On Mon, Oct 20, 2003 at 03:19:48PM +0100, Andrew Suffield wrote:

> > > a) All packages uploaded to the archive are built in an artifical
> > > environment. All packages in the archive function as expected.
> > > 
> > > b) The package is uploaded from real-world environments. Sometimes it
> > > breaks; when this happens the bug is noticed and corrected, so that the
> > > package always builds the same way.
> > 
> > c) The package is uploaded from the real-world environment where it works,
> > built on the architecture 99% of the users have. The breakage in the
> > other architectures' autobuilt packages is not noticed until after Sarge,
> > and/or when somebody does an NMU (or takes over the package) and suffers
> > from severe brain trauma trying to figure out how the h*ll it could have
> > worked _ever_.
> This is the same as (b), only delayed. Still acceptable - we noticed
> the bug and fixed it.

The point is that with a), it will be noticed earlier. What none of these
options achieves (although a is closer than the others), but which would be
"nice to have", would be to ensure that all binary packages are built with
the same versions of libraries etc.; this would avoid some cases of
arch-specific bugs.

Ideally maintainers would build their packages for upload in a "clean"
unstable environment, which would have pretty much the same effect as
autobuilding for all arches, but this is a pipedream.

> Sounds like the perfect getting in the way of the good; the end result
> sucks.
> Papering over these issues is *not the answer*. Find them and fix
> them, it's not hard.

I think this commentary can be equally well applied to the status quo.

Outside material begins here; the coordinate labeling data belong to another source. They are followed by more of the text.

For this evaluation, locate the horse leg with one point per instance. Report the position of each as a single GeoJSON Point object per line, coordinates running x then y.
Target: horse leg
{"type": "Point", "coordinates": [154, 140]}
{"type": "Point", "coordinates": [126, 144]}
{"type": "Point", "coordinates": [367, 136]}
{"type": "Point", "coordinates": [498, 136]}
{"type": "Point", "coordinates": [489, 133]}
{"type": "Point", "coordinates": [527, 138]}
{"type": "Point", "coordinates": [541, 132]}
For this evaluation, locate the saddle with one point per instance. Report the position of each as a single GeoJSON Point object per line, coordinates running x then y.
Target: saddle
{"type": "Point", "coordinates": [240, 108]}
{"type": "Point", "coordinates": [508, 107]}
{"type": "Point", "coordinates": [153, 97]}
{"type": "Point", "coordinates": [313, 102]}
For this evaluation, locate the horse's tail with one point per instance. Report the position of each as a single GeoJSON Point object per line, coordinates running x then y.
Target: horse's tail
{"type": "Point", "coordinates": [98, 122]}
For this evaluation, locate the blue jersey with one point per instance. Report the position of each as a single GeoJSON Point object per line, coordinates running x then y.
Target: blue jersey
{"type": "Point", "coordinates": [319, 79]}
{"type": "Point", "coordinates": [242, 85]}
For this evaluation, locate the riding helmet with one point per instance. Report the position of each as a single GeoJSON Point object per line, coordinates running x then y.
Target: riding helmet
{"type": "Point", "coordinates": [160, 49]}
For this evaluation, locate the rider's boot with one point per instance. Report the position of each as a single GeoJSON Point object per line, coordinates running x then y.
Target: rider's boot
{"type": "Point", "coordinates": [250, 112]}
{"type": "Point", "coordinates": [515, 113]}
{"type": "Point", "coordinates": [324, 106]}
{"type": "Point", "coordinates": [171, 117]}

The point of build-deps is to try to replicate a situation in which a
package can be built. The perfect would be a set of consistent binary packages
in the archive, built from a source package which would build on any system
meeting the build-dep requirements. The good would be a set of consistent
binary packages with no nasty surprises caused by maintainers' weird systems,
but that occasionally fail to build on systems with previously-untried
combinations of packages.

Whether or not the binary package that the maintainer uploads is actually
allowed into the archive has damn nearly zero impact on its usefulness for
finding build problems. Conversely, it is likely to have a significant impact
on the reliability and consistency of the binary packages in the archive.
The severity of problems caused by an unnoticed build-weirdness getting into
a stable release is likely to be far less than that of a bug in the
autobuilt binaries (that does not occur in the maintainer-built binary); think
potential data loss on 64-bit platforms, for example, when the maintainer built
(and most testing happened) on i386.

In the cases of build weirdnesses however, it will always be possible to
work around it by rebuilding in an artificial environment.